Ports Authority files final argument against Jasper
Published Thursday July 28 2005
By MICHAEL R. SHEA
The Beaufort Gazette
RIDGELAND -- The State Ports Authority filed its final argument against Jasper County in the pending state Supreme Court lawsuit over who can build a $450 million cargo-container terminal on the South Carolina side of the Savannah River.

The five-member Supreme Court is expected to hear opening arguments in the case during the third week in September, a court official said Wednesday.

The court is on summer recess and does not hear cases in July and August.

After Jasper reached an exclusive development agreement with port builder SSA Marine in January, the State Ports Authority launched a declaratory judgment suit to define which governmental body has the superior right to build a port on the Savannah River. Jasper County has pursued a port project for more than 15 years and in September 2003 lost its bid to condemn the 1,863 acres, which is owned by the Georgia Department of Transportation.

"This is the best thing for all the people of South Carolina, to get this thing behind us so we can condemn the land from Georgia and put a port there," said Harry Butler, chairman of the State Ports Authority's board of directors. "I'm glad to see the court has agreed to hear this in September. Hopefully there will be a ruling shortly after that."

The State Ports Authority controls the fourth-largest cargo container system in the country through marine ports in Charleston, Georgetown and Port Royal. After filing suit against Jasper in January, the agency launched its own plan for a cargo container terminal on the site.

In the legal brief filed Monday in the Supreme Court, the State Ports Authority contends that its 1932 enabling legislation provides it exclusive powers to "promote, develop, construct, equip, maintain and operate a harbor or harbors within this state on the Savannah River."

In Jasper's final brief, filed July 14 by the Columbia-firm of Lewis, Babcock & Hawkins, the county claims the enabling legislation is neither superior nor exclusive.

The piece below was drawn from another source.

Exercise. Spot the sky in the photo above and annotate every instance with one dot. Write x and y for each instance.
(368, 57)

Jasper County attorneys point to home rule -- a state law designed to move local government issues out of Columbia -- and the Revenue Bond Act for Utilities as statutes that allow for a county port development.

"There is nothing in the Home Rule Act about water-borne commerce, the operation of seaports and harbors, or any of the great littoral and maritime enterprises of ocean trade," according to the brief filed by State Ports attorneys

C. Mitchell Brown and Kevin A. Hall of Columbia-based Nelson, Mullins, Riley & Scarborough.

The document states that the Jasper position sets a bad precedent:

"Furthermore, this situation is capable of repetition in that other counties or political subdivisions may seek to challenge SPA's authority by attempting to condemn property for the purposes of constructing a port/marine terminal in similar circumstances."

Under the power of "super condemnation" granted to the State Ports Authority, the agency can condemn public land in addition to private land. The agency's attorneys also claim the power makes their superior right to the land obvious.

"Jasper County even recognizes this 'super power' of condemnation in its brief," the document reads. "That determination has now been made, and SPA is now exercising its condemnation powers to develop a sea port (in Jasper)."

Jasper officials say the point is moot.

"They are not actively filing condemnation on the property and they've had a decade to do it," said Andrew Fulghum, Jasper's administrator.

State Ports Authority officials accessed the Georgia-owned site on the Savannah River in January and have said that the action marks the start of their condemnation attempt, not the delivering of a formal notice of condemnation to the land owner.

It's a distinction the Supreme Court will have to settle -- something all parties are looking forward to.

"We want everyone in Jasper County to be aware that we have copies of the briefs (in Ridgeland) and would like people to see them," said Andrew Fulghum, Jasper's administrator. "When we get a final date and time from the Supreme Court, we would like all residents to attend. I know how important this is to so many people."